Schauen wir kurz auf das Dauerkrisenthema ›Text‹, das neben Textverstehen in der Literaturwissenschaft vor allem Textkenntnis betrifft. Eine oft gehörte Klage lautet, dass Studierende kein grundlegendes Kanonwissen aus der Schule mitbringen – aus kulturkritischer Sicht: nicht mehr mitbringen. Das hat mehrere Gründe, u. a. einen veränderten Status des Literaturunterrichts innerhalb des Deutschunterrichts, den Literaturwissenschaftler:innen weiterhin ungern zur Kenntnis nehmen. Was bedeutet das für die universitäre Lehre? Einerseits nicht viel. Vor allem im Rahmen von Literaturgeschichte ist es eine Aufgabe, Einblicke in historisch geformte Kanonvorstellungen zu geben und ein Bewusstsein für (institutionelles) Wertungshandeln zu schaffen. Dass damit gleichzeitig Kanonwissen und Kanonkritiken (z. B. feministische, genderorientierte und postkoloniale Kanonkritiken) sowie Kanonpluralisierung zu vermitteln sind, ist keine paradoxe Anforderung, sondern ein Ausbalancieren verschiedener Orientierungsleistungen. Und damit kommt das Andererseits ins Spiel. Diese Vermittlung muss sich bewusst sein, dass gerade Studienanfänger:innen unterschiedlich umfangreiche und unterschiedlich intensive ästhetische Erfahrungen mit Texten haben.

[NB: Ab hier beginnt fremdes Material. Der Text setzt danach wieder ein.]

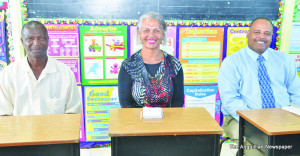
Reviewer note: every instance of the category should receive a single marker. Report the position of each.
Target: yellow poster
(98, 101)
(236, 39)
(200, 52)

Darauf kann man produktiv reagieren, indem man Fragen der Mediensozialisation und -differenz in der Gegenwart mit in den Blick nimmt und das Thema Literaturgeschichte und Kanon(es) von der Grundsatzfrage aus führt, was literarische Bildung in der Gegenwart bedeuten kann und was eine nationalphilologische Perspektive der Literaturgeschichte in diesem Zusammenhang leistet (und was nicht) u. a. m. Dass Medialität und Gegenwartsorientierung wichtige Bezugspunkte der disziplinären Selbstpositionierung sind, darauf weist auch eine »Vermutung« im CfP, die zwei als krisenhaft erfahrene Entwicklungen in den Blick rückt:

»Im Hintergrund steht dabei die naheliegende Vermutung, dass die wiederholt diagnostizierten Krisen zwischen kulturalistischer und digitaler Wende im Punkt der Krise des Textverstehens zusammenlaufen.«Footnote 4

Während die Krisennarrative und der damit verbundene kulturkritische Spin der angebotenen Hermeneutik-Debatte ein Unbehagen bei mir auslösten, sehe ich im Wiederaufgreifen der älteren Auseinandersetzung um den Cultural Turn in Verbindung mit einer nicht mehr jungen, aber immerhin jüngeren Debatte um Digitalität eine Chance für die fachwissenschaftliche Selbstverständigung. »Hermeneutik heute?« lässt sich erneut beziehen auf Grundbegriffe wie ›Kultur‹ und ›Text‹, auf die Bedeutung von Medienwandel respektive Medienkonkurrenz in Bezug auf den Gegenstandsbereich der Literaturwissenschaft, also Literatur und Lesen in der Digitalität, und last but not least auf digitale Methoden in literaturwissenschaftlicher und literaturdidaktischer Forschung und Lehre. Die Reflexion der eigenen Methoden und wissenschaftlichen Praxis kann für sich stehen, ist aber umgekehrt nicht (ganz) losgelöst von der Frage zu diskutieren, welche Art fachwissenschaftliche und bildungspolitische Orientierungsleistung das Fach erbringen will. Und das betrifft keineswegs ›nur‹ die Lehramtsausbildung, sondern alle Studiengänge. Wo verlaufen also die Fronten? Zwischen Universität und Schule? Zwischen Literaturwissenschaft und Fachdidaktik? Oder innerakademisch im Sinne doppelter Fachzuordnungen wie z. B. Einzelphilologie und Digital Humanities? Wenn wir diese Debatte sinnvoll führen wollen, können kulturkritische Annahmen nicht der Ausgangspunkt sein.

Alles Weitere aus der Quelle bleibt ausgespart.